On Aug. 21, the University of Colorado Boulder hosted a community discussion on the university’s campus regarding gun violence and potential steps forward towards its prevention.
The discussion featured a panel composed of notable politicians such as the U.S. House Democratic Leader, Hakeem Jeffries, and U.S. Rep. Joe Neguse.
The conversation opened with an acknowledgment of Boulder’s own history with gun violence, such as the 2021 shooting that killed 10 people at a local King Soopers.
“This is something that has impacted Boulder as well, so it’s not just something national,” said panelist Dr. Reiland Rabaka, a professor in the Department of Ethnic Studies at CU Boulder.
Rabaka referred to the ‘Boulder bubble,’ the city’s reputation as a fairly idyllic, safe community. Boulder County District Attorney Michael Dougherty also touched upon this concept.
“There is no community immune from gun violence and in Boulder we know that all too well,” Dougherty said.
The discussion also focused on potential root causes of the nation’s uptick in gun violence.

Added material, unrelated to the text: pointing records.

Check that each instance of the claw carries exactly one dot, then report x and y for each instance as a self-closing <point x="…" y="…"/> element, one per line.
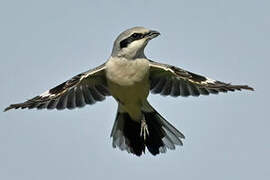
<point x="144" y="129"/>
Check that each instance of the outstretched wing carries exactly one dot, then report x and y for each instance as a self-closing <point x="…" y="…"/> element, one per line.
<point x="170" y="80"/>
<point x="85" y="88"/>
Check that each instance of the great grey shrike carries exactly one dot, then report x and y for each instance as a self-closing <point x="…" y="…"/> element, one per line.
<point x="128" y="76"/>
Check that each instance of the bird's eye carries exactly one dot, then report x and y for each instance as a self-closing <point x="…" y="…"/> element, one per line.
<point x="136" y="35"/>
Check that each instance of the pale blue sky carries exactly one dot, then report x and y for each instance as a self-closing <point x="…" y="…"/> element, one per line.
<point x="44" y="43"/>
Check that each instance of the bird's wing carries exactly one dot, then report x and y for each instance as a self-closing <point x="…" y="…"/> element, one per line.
<point x="82" y="89"/>
<point x="170" y="80"/>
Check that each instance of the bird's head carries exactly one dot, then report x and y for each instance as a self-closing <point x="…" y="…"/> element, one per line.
<point x="131" y="43"/>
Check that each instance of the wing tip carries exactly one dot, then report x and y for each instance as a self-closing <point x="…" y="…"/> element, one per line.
<point x="246" y="87"/>
<point x="12" y="106"/>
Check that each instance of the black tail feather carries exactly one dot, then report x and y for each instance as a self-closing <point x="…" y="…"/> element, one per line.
<point x="131" y="130"/>
<point x="162" y="135"/>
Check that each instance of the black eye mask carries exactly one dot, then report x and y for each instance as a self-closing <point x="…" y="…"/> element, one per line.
<point x="135" y="36"/>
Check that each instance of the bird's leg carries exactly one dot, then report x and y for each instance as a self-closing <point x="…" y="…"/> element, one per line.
<point x="144" y="129"/>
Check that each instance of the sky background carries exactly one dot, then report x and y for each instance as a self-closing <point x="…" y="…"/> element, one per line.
<point x="44" y="43"/>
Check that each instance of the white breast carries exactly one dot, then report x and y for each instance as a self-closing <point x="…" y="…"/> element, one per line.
<point x="127" y="72"/>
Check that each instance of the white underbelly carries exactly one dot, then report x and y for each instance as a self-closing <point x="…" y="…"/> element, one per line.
<point x="128" y="82"/>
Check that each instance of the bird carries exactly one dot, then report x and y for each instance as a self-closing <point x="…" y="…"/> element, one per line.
<point x="129" y="76"/>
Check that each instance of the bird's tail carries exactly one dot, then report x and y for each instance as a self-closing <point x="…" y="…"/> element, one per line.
<point x="126" y="133"/>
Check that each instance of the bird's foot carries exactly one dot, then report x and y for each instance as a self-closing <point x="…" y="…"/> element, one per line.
<point x="144" y="129"/>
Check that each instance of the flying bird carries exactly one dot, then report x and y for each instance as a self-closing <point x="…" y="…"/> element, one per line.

“We use the metaphor of the tip of an iceberg to talk about and help us understand those root causes of gun violence,” said Dr. Beverly Kingston, the director of CU’s Center for the Study and Prevention of Violence.

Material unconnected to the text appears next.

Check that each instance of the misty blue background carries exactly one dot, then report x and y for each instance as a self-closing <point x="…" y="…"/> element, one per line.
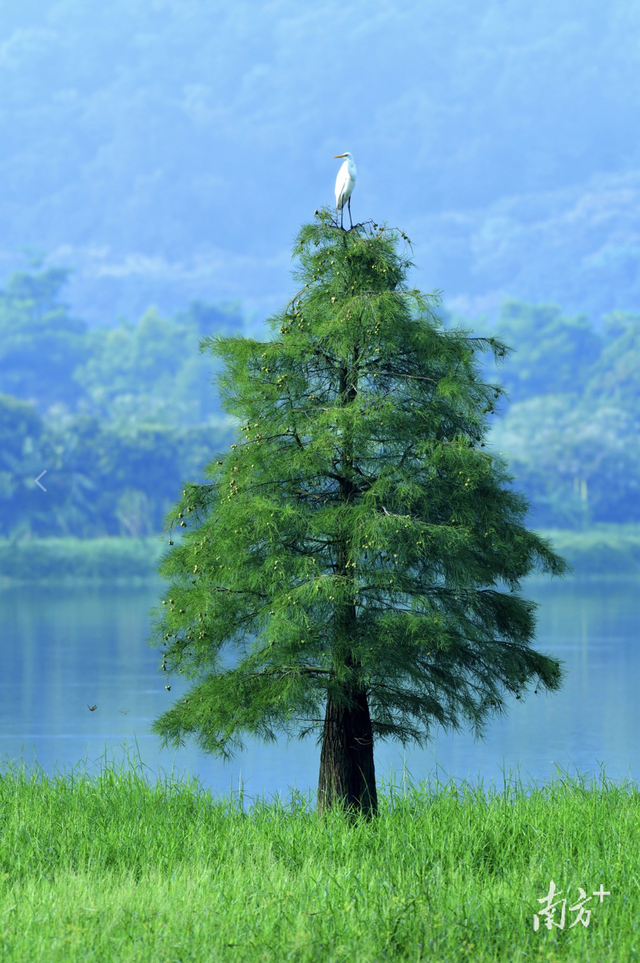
<point x="170" y="149"/>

“When you think about that iceberg, the tip is gun violence. It’s the homicides, the suicide, the mass shootings, the things that make the nightly news,” Kingston said.

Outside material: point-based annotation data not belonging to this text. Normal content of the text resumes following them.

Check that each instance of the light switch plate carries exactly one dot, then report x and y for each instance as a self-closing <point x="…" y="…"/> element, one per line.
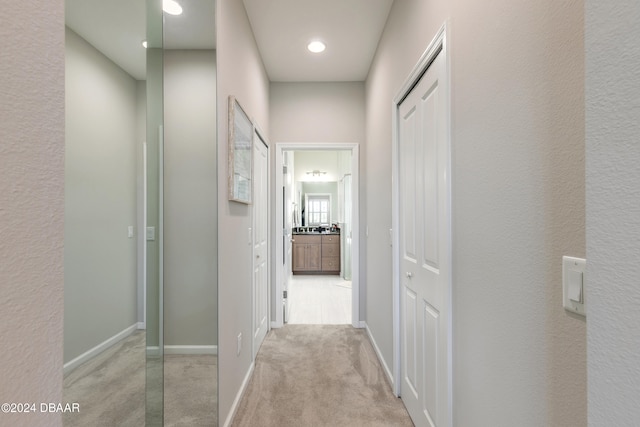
<point x="573" y="292"/>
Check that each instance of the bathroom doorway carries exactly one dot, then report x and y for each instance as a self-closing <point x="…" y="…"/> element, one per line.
<point x="316" y="228"/>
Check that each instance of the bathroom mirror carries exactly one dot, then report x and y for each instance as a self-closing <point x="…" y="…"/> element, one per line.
<point x="140" y="280"/>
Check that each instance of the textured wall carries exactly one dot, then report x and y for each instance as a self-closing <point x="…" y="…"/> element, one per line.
<point x="518" y="201"/>
<point x="613" y="211"/>
<point x="241" y="74"/>
<point x="100" y="291"/>
<point x="190" y="204"/>
<point x="31" y="206"/>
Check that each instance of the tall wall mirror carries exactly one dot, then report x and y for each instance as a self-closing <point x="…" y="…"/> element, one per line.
<point x="140" y="338"/>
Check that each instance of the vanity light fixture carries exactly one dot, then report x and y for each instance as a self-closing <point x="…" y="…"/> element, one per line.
<point x="171" y="7"/>
<point x="316" y="46"/>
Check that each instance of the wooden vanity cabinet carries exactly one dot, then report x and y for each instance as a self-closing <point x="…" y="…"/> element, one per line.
<point x="306" y="253"/>
<point x="316" y="253"/>
<point x="331" y="253"/>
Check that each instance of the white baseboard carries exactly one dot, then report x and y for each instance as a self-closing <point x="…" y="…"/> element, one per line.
<point x="385" y="367"/>
<point x="191" y="349"/>
<point x="90" y="354"/>
<point x="153" y="351"/>
<point x="236" y="401"/>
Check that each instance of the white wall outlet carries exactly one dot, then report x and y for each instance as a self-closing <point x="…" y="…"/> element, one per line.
<point x="573" y="295"/>
<point x="151" y="233"/>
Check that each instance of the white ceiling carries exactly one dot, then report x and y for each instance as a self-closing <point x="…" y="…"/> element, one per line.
<point x="351" y="30"/>
<point x="118" y="27"/>
<point x="282" y="28"/>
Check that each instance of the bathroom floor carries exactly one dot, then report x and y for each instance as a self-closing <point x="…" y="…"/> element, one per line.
<point x="319" y="300"/>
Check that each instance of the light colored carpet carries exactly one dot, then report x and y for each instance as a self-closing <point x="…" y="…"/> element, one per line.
<point x="110" y="388"/>
<point x="319" y="375"/>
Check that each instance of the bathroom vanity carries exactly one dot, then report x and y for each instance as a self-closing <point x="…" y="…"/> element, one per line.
<point x="316" y="252"/>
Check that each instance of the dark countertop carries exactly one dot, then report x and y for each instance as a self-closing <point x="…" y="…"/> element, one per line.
<point x="315" y="231"/>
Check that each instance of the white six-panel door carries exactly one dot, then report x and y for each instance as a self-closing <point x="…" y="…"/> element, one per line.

According to an analysis by Pew Research Center, more than 80% of murders in the U.S. in 2021 involved a gun. For suicides in the same year, almost 55% involved a gun. Kingston continued on to describe the issues that she thinks need higher media attention and political focus when it comes to the issues driving gun violence.
“Then we can go even deeper underwater, we can look at those social structural forces, those broader forces like poverty, racism and collective trauma,” Kingston said.
Members of the nonpartisan volunteer group Moms Demand Action attended the panel and were among those for whom the lack of attention beyond the tip of the iceberg was an important talking point.
“City gun violence does not get the attention that mass shootings do, does not get the attention that it needs to,” said Christina Gardner, the local group membership lead and survivor network lead for Moms Demand Action. “Definitely mentioning city gun violence, but not just mentioning it, but also actually ensuring that our representatives and that our leaders are focusing on it. That is what the focus should be.”
Another issue that was discussed as a potential root cause of gun violence was the accessibility of guns both on a state and federal level.
“We have 4% of the world’s population, but more than 40% of the world’s [civilian-owned] guns,” Neguse said. “We believe that means that we have probably about 400 million guns circulating throughout this country.”
Jeffries, who noted that he was speaking on behalf of House Democrats, also discussed the nature and usage of guns within the U.S.
“We also believe that they are weapons of war that have no place in a civilized society,” Neguse said. “These are weapons of war that are not used to hunt deer. They’re used to hunt human beings.”
The panel also shed light on recent triumphs towards improving gun safety throughout the nation.
“We’ve been providing free gun locks and free gun safes in the community,” Doherty said. “…In our office, and I know other places throughout Boulder County, we have restorative justice and diversion programs, where we have the opportunity on low level offenses to help kids get on a better track.”
“I know we’re here today to talk about something heavy and difficult but it’s also the first time in my career as a prosecutor where I feel like we have momentum for change,” Doherty said.